Non esiste “nessuna possibilità di dubbio”, sostengono i giudici, sul fatto che Stefano abbia subito “un evento traumatico in prossimità del suo arresto e, più precisamente, nel corso del suo passaggio presso la caserma Casilina per il fotosegnalamento”. Alessio Di Bernardo e Raffaele D’Alessandro, condannati a 12 anni di carcere per omicidio preterintenzionale, aggredendolo con tanta violenza hanno avuto una condotta “assolutamente ingiustificabile”:

Cucchi è morto, per “una concatenazione polifattoriale”, la cui causa “essenziale, se non unica”, è “il riflesso vagale connesso alla vescica neurogenica originata dalla lesione in S4”. È stata dunque la lesione alla vertebra provocata dal calcio di uno dei due militari a provocare, sei giorni dopo, un decesso che, sostengono i giudici, non può esser stata in alcun modo una conseguenza dell’epilessia di cui aveva sofferto.

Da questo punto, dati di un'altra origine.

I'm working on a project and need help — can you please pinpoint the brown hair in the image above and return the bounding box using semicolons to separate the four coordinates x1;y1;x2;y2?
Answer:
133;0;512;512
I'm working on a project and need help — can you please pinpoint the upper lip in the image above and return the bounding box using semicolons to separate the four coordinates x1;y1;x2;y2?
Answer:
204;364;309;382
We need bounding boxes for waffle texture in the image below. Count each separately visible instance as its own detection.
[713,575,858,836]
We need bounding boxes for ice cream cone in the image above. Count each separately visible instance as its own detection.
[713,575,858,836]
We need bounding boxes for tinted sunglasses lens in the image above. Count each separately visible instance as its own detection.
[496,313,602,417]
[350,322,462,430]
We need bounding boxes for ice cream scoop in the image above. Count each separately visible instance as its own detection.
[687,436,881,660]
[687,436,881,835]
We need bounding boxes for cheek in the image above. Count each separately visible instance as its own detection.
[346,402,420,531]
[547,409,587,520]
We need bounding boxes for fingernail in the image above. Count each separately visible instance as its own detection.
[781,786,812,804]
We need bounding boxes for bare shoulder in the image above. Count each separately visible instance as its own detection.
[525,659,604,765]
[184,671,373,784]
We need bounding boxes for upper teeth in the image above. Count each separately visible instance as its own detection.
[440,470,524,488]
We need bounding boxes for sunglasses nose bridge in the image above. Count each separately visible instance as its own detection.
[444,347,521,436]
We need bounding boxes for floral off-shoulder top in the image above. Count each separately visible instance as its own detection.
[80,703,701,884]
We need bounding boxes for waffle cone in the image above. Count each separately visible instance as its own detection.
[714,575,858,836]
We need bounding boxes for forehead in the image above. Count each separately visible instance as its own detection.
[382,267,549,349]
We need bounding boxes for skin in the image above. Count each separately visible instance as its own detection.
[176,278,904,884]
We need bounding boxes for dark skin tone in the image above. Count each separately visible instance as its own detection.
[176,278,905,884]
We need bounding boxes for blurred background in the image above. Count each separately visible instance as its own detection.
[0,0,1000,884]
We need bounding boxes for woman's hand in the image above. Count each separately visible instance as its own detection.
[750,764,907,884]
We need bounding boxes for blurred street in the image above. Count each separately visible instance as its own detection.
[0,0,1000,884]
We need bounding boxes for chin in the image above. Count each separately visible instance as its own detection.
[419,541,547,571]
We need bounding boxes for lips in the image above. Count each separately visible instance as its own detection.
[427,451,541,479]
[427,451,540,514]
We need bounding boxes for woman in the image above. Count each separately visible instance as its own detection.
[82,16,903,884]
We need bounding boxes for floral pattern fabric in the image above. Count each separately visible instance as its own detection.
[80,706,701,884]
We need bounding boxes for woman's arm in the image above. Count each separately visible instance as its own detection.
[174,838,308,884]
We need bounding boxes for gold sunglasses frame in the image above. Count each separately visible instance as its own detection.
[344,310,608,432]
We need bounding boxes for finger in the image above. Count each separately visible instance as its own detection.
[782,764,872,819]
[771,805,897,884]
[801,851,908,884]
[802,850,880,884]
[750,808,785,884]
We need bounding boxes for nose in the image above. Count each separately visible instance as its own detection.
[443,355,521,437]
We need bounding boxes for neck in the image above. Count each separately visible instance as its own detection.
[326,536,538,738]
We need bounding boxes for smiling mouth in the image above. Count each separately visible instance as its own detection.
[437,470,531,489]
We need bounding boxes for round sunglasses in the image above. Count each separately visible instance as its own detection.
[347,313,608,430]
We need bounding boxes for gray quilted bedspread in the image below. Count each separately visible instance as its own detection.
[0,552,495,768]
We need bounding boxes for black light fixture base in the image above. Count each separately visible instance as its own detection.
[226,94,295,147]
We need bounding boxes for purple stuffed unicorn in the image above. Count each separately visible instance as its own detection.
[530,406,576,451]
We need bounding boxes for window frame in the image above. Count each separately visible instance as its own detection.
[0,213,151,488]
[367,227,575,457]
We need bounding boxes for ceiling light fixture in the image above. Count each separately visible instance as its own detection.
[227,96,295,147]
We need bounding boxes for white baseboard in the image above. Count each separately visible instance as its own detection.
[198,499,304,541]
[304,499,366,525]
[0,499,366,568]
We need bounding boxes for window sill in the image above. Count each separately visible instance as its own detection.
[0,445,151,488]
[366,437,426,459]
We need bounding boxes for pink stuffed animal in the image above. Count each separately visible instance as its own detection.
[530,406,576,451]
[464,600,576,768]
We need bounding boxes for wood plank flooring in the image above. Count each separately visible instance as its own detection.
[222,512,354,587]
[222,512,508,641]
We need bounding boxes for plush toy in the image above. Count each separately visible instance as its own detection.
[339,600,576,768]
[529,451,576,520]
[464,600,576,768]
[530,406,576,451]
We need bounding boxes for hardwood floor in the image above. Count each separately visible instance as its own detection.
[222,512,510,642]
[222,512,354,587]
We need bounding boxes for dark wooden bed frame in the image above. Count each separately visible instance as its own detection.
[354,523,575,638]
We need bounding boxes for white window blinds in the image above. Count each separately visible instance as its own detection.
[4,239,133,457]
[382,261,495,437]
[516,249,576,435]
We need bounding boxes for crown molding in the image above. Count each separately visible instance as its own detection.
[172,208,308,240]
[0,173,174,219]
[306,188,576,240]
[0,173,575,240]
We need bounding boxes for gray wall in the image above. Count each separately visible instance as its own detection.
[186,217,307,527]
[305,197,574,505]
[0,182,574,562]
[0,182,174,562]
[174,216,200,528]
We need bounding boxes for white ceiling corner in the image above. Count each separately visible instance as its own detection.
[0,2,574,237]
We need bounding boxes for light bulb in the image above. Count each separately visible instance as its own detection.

Di Bernardo e D’Alessandro, sono ritenuti i responsabili del pestaggio, mentre la Corte ha anche inflitto tre anni e otto mesi al maresciallo Roberto Mandolini, l’ufficiale condannato per falso che avrebbe coperto quanto accaduto, e due anni e sei mesi per falso a Francesco Tedesco, il militare che nel corso del procedimento ha accusato Di Bernardo e D’Alessandro ed è stato assolto dall’accusa di omicidio preterintenzionale.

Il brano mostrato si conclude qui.